7.畑からの脱走者
山には鹿や兎や猪などの動物がいる。大黒熊や大蜘蛛や毒蛇などの危険な動物もいる。そういう動物が入らないように、朱雀は家の周りに高い柵を立てていた。柵は庭を一周して入口には門があるので、庭では青慈も紫音も自由に遊ぶことができた。
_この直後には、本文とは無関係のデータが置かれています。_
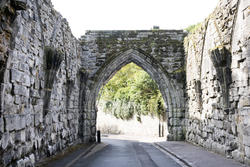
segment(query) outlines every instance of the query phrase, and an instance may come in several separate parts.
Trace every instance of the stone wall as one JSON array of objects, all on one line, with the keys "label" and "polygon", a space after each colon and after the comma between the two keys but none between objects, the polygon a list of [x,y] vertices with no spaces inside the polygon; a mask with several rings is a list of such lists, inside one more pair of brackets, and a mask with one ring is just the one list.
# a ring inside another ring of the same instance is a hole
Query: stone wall
[{"label": "stone wall", "polygon": [[[79,44],[49,0],[0,9],[0,166],[32,166],[79,140]],[[59,69],[47,68],[45,48],[58,51]]]},{"label": "stone wall", "polygon": [[186,139],[250,164],[250,1],[221,0],[186,39]]},{"label": "stone wall", "polygon": [[249,6],[220,0],[186,40],[185,71],[182,30],[88,31],[77,40],[50,0],[1,0],[0,166],[32,166],[95,141],[99,90],[130,62],[159,85],[169,140],[186,136],[250,164]]},{"label": "stone wall", "polygon": [[169,140],[184,140],[185,71],[183,30],[88,31],[81,39],[88,76],[84,98],[84,141],[95,140],[100,88],[123,66],[135,63],[156,81],[168,108]]}]

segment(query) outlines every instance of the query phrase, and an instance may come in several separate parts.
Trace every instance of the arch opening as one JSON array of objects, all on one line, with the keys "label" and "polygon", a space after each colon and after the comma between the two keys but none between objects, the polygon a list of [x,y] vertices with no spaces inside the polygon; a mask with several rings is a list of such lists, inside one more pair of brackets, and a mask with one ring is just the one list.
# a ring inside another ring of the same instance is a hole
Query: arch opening
[{"label": "arch opening", "polygon": [[87,81],[87,91],[83,105],[83,140],[85,142],[95,141],[96,101],[101,87],[123,66],[131,62],[146,71],[158,85],[167,108],[168,140],[183,140],[185,110],[182,88],[175,80],[171,79],[157,60],[140,50],[134,49],[129,49],[107,60],[107,63],[97,71],[96,75]]},{"label": "arch opening", "polygon": [[166,105],[158,87],[136,64],[122,67],[99,91],[97,130],[136,138],[166,136]]}]

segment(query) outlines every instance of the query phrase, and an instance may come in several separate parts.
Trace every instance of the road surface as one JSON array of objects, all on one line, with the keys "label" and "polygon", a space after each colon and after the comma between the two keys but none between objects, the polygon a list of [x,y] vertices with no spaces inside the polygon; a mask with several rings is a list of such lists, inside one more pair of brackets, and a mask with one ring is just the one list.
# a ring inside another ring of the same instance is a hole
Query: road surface
[{"label": "road surface", "polygon": [[150,143],[103,139],[107,146],[72,167],[181,167]]}]

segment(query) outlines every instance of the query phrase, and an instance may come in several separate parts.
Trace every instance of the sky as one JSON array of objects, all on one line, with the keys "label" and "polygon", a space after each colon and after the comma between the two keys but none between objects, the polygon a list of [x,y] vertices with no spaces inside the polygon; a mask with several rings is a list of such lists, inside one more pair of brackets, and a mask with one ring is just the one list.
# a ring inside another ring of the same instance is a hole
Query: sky
[{"label": "sky", "polygon": [[219,0],[51,0],[76,37],[86,30],[184,29],[203,21]]}]

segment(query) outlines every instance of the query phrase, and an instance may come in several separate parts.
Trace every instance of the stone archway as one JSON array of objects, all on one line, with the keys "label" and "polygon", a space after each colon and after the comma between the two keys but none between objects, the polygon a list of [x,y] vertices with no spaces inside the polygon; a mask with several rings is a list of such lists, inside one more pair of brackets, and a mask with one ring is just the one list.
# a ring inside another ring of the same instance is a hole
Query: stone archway
[{"label": "stone archway", "polygon": [[156,81],[167,106],[168,140],[183,140],[184,96],[181,85],[173,80],[162,65],[141,50],[129,49],[106,60],[96,75],[86,83],[84,103],[83,140],[94,141],[96,133],[96,99],[101,87],[123,66],[133,62],[142,67]]}]

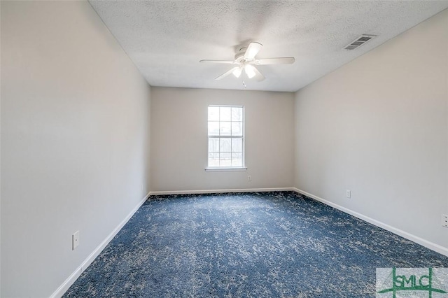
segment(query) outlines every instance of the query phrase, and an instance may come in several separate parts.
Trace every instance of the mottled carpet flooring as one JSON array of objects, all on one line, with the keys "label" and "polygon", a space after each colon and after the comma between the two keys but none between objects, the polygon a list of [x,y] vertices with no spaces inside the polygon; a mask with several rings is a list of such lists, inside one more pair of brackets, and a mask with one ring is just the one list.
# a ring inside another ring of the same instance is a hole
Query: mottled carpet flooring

春の麗らかな日差しの中、藍が青慈と紫音に靴を履かせて庭で遊ばせている。杏は畑の雑草を抜いてくれていて、緑は洗濯物を干してくれている。朱雀はそれを横目に見ながら、薬草を採取して家に戻って調合をするつもりだった。
「とーた! だーこ、にげた!」
「え?」
「だーこ、まてまて!」
ぴょこんと庭の薬草畑から飛び出したのは、異国ではマンドラゴラと呼ばれる魔法生物の大根だった。手足のように根っこが生えて、顔のある大根は、去年の冬前に全部収穫したはずなのに、どこに残っていたのだろうと考えていると、青慈が飛び付いて捕まえた。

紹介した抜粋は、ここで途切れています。